Overview¶
Many geophysical time series carry a strong seasonal cycle. Before studying variability on other time scales (intraseasonal, interannual, or trends) we often want anomalies: departures from that repeating seasonal pattern.
One practical way to remove the seasonal cycle is harmonic regression. The idea is to represent the annual signal as a sum of sine and cosine waves at integer multiples of one cycle per year, then estimate the contribution of each harmonic by projecting the data onto that basis.
In this notebook we:
Load daily outgoing longwave radiation (OLR) and extract a single time series.
Build a design matrix whose columns are a constant term plus sin/cos pairs for the first few annual harmonics.
Project the time series onto those columns with least squares to obtain the fitted seasonal cycle.
Subtract the fitted cycle to obtain anomalies.

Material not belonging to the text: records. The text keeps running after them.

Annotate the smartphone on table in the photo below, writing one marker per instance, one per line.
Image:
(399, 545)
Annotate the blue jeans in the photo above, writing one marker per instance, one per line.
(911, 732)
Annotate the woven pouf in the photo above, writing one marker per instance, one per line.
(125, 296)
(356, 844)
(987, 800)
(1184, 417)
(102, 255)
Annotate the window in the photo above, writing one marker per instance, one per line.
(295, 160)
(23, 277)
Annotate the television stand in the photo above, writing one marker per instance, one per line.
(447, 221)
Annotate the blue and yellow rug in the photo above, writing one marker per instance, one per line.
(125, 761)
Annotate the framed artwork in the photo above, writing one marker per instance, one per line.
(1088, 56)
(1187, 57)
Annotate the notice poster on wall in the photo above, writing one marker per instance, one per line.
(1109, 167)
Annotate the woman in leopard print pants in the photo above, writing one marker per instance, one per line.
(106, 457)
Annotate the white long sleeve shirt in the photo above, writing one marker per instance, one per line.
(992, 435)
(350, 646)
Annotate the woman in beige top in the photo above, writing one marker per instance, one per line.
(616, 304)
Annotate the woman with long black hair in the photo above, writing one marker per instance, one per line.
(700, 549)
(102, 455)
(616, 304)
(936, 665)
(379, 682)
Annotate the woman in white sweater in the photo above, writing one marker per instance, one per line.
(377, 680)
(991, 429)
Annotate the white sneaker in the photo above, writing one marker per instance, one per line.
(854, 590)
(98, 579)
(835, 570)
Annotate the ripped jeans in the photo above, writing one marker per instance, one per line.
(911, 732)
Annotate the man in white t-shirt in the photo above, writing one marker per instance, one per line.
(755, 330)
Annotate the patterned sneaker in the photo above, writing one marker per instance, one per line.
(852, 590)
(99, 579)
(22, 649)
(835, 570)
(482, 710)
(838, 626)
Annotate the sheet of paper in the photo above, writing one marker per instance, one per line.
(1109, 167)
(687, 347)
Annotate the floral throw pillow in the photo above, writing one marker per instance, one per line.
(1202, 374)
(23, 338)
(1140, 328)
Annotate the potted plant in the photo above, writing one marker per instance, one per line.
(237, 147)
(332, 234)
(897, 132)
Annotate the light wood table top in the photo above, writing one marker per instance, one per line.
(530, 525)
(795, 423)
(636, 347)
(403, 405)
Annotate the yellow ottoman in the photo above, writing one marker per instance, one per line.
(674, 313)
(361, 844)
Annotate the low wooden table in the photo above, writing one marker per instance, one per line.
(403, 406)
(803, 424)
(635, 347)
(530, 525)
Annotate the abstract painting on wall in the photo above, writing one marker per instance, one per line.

The same workflow extends directly to gridded data: each grid point is regressed against the same harmonic basis.
Prerequisites¶
| Concepts | Importance | Notes |
|---|---|---|
| Harmonic Analysis | Helpful | Introduces sin/cos representation of the seasonal cycle |
| Linear least squares | Necessary | Coefficients are estimated by projection onto harmonic basis functions |
Time to learn: ~20 minutes
Imports¶
All packages used in the rest of the notebook are imported up front. s3fs is configured to read anonymously from the public Pythia bucket on the Jetstream2 S3 endpoint.
import numpy as np
import pandas as pd
import matplotlib.pyplot as plt
import seaborn as sns
import s3fs
import xarray as xr
sns.set_theme(style="whitegrid", context="notebook", font_scale=1.2)
URL = "https://js2.jetstream-cloud.org:8001/"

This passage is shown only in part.